QUICKSTART (5 minutes)

Your Spark job is plain Apache Spark. Dataproc is just the GCP launcher. This library skips the launcher and runs your job locally in a Docker/Podman container. Validate logic fast and free; do one real GCP run at the end for scale.


Prerequisites

What Minimum How to check
Python 3.8+ python --version
Docker or Podman Docker 20+ / Podman 4+ docker info or podman info
Airflow 2.5+ or 3.x python -m airflow version

Docker or Podman must be running (not just installed).

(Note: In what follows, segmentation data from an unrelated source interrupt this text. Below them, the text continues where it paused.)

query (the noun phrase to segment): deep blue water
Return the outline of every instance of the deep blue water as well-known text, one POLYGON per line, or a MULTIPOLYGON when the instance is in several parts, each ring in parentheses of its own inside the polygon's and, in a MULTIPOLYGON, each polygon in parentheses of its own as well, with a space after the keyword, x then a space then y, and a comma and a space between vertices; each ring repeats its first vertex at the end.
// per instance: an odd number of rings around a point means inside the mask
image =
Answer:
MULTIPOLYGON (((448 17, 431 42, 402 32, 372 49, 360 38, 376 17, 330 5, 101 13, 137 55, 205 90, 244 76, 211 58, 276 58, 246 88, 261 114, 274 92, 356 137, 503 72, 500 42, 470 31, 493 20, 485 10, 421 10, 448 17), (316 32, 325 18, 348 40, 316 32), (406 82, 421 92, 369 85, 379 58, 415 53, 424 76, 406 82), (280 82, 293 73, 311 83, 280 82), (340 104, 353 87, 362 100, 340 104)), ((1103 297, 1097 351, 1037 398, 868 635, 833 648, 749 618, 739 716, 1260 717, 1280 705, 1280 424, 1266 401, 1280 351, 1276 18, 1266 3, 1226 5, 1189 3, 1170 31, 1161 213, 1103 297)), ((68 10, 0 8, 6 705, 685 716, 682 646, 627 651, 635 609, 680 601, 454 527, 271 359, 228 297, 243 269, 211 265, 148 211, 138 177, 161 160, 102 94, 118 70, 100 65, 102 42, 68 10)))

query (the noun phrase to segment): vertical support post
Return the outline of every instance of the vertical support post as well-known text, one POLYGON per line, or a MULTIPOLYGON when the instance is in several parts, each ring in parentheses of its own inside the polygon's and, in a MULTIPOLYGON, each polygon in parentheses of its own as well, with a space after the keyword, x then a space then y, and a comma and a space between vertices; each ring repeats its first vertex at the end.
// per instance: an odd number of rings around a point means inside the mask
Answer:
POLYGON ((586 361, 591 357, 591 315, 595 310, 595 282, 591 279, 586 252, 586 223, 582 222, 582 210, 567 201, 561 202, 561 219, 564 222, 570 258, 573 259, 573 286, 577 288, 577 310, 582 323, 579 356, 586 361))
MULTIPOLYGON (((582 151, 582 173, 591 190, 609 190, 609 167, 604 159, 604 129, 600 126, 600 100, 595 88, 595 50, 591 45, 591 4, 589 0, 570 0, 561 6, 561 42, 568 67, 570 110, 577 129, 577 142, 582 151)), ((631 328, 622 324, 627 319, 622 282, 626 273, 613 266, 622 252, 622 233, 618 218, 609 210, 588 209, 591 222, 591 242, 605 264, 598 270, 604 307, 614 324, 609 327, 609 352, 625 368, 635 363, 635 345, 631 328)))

The library checks daemon health before launching.


1. Install

pip install "save-gcp-local[all]"     # from PyPI (when published)

# or from source:
git clone https://github.com/EshwarCVS/save-gcp-local
cd save-gcp-local && pip install -e ".[all]"

Verify:

save-gcp-local providers
# Expected output: none, sample, synthetic


2. End-to-end example (copy-paste)

This example creates a tiny PySpark job, generates test data, and runs the DAG locally. Everything executes in a Docker (or Podman) container — no GCP needed.

# Create a workspace
mkdir -p /tmp/sgl-demo/{dags,jobs,data,output}
cd /tmp/sgl-demo

# Create a simple PySpark job
cat > jobs/word_count.py << 'PYEOF'
import sys
from pyspark.sql import SparkSession

spark = SparkSession.builder.appName("WordCount").getOrCreate()
df = spark.read.csv(sys.argv[1], header=True)
print(f"Row count: {df.count()}")
df.show(5)
spark.stop()
PYEOF

# Create test data
cat > data/sample.csv << 'EOF'
id,name,value
1,Alice,100
2,Bob,200
3,Charlie,300
EOF

# Create an Airflow DAG that uses Dataproc operators
cat > dags/demo_pipeline.py << 'DAGEOF'
from datetime import datetime
from airflow import DAG
from airflow.providers.google.cloud.operators.dataproc import (
    DataprocCreateClusterOperator,
    DataprocSubmitJobOperator,
    DataprocDeleteClusterOperator,
)

with DAG("demo_pipeline", start_date=datetime(2024, 1, 1), schedule_interval=None) as dag:
    create = DataprocCreateClusterOperator(
        task_id="create_cluster",
        project_id="my-project",
        region="us-central1",
        cluster_name="my-cluster",
        cluster_config={},
    )
    submit = DataprocSubmitJobOperator(
        task_id="run_spark",
        project_id="my-project",
        region="us-central1",
        job={
            "pyspark_job": {
                "main_python_file_uri": "gs://my-bucket/jobs/word_count.py",
                "args": ["gs://my-bucket/data/sample.csv"],
            },
            "placement": {"cluster_name": "my-cluster"},
        },
    )
    delete = DataprocDeleteClusterOperator(
        task_id="delete_cluster",
        project_id="my-project",
        region="us-central1",
        cluster_name="my-cluster",
    )
    create >> submit >> delete
DAGEOF

# Set environment
export DPL_ENABLED=true
export DPL_JOBS_DIR=$PWD/jobs
export DPL_DATA_DIR=$PWD/data
export DPL_OUTPUT_DIR=$PWD/output

# Run the DAG — Dataproc steps run in a local container
save-gcp-local run --dags ./dags --dag demo_pipeline --execution-date 2024-06-01

What happens: - DataprocCreateClusterOperator is skipped (no GCP cluster, no cost) - DataprocSubmitJobOperator runs word_count.py inside a Docker/Podman container via spark-submit --master local[*] - DataprocDeleteClusterOperator is skipped

You should see output like:

[save-gcp-local] CreateCluster on task 'create_cluster' -> SKIPPED (no GCP cluster, no cost).
[save-gcp-local] run_spark (pyspark) -> running locally (runner=docker)
[spark] Row count: 3
[save-gcp-local] run_spark completed.
[save-gcp-local] DeleteCluster on task 'delete_cluster' -> SKIPPED (no GCP cluster, no cost).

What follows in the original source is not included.